January 07, 1994|By Timothy J. Mullaney | Timothy J. Mullaney,Staff Writer

Embattled Merry-Go-Round Enterprises Inc. reported critically important December sales that the firm said indicated it was heading in the right direction, but analysts said the numbers leave the future of the Joppa-based retailer in doubt.

The company said sales for the five-week period that ended Jan. 1 increased 5 percent, to $178 million, from the same period a year ago. But same-store sales for last month fell 16 percent.

Same-store sales -- sales at stores open more than a year -- are an important gauge of performance because they allow retailers to compare one year to the next.

Despite the 16 percent drop, company President Michael D. Sullivan said the figures are an improvement over the whopping 23 percent drop in November.

He attributed much of the decline to the company's efforts to pare inventories, which at the beginning of December were 20 percent lower than last year's levels. The investment community had complained that the company's inventories, and thus costs, were too high.

"My point is that if you have 20 percent less inventory, you are going to do a lot less sales," Mr. Sullivan said. He said sales actually increased 3 percent over last year during the last week of December. The improvement since November "shows a trend going forward," he said.

But analyst Edward Johnson of Johnson Redbook Service in New York said the company did not take questions from analysts after disclosing the December results. And Mr. Johnson said it's too soon to say the improvement helps the company's chances of avoiding filing for bankruptcy court protection.

Merry-Go-Round acknowledged last month that it might have to file for Chapter 11 protection under the Federal Bankruptcy Act if it could not negotiate with lenders to shore up its finances.

The company operates about 1,445 stores in 44 states -- catering to men and women in their teens and early 20s -- under the names Merry-Go-Round, Attivo, DJs, Dejaiz, Cignal and Chess King.

Mr. Sullivan said the company received no immediate reaction to its announcement from major factoring companies, some of which last month stopped extending financing to the company for new inventory. He declined to say whether the announcement made bankruptcy court-supervised reorganization more or less likely, citing negotiations with bank lenders.
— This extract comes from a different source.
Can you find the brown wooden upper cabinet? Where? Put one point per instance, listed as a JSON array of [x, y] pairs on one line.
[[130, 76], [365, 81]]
Bloomberg Business News reported yesterday that $ Merry-Go-Round is seeking more time to pay off debt to its major creditors while it negotiates a new bank loan.

The company violated covenants in its credit agreements after it took a $35 million charge in the third quarter to write down the value of poor-selling goods and to close about 30 weak stores.

It reported a loss of $38.5 million, or 71 cents a share, for the quarter ended in October.

To give it breathing room while it talks to its banks, Merry-Go-Round wants creditors to wait 60 days or as long as 18 months to be paid for bills that were due Dec. 10, said one creditor who asked not to be identified, according to Bloomberg Business News. "They're running around like chickens with their heads cut off," the creditor was quoted as saying. "It's all an act of desperation."

Specialty retailers had been widely expected to post weak performances during December, analysts said. But they said markdowns could have played a strong role in the sales gains for the stronger performers, and for the late December gains for Merry-Go-Round.

"If they got the volume at the expense of the bottom line, then it's a problem," said Peter Schaeffer, analyst with Johnson Redbook Service.

Merry-Go-Round's shares closed at $3.50, down 50 cents yesterday. Volume was 2.16 million shares, almost twice the three-month daily average of 1.13 million shares.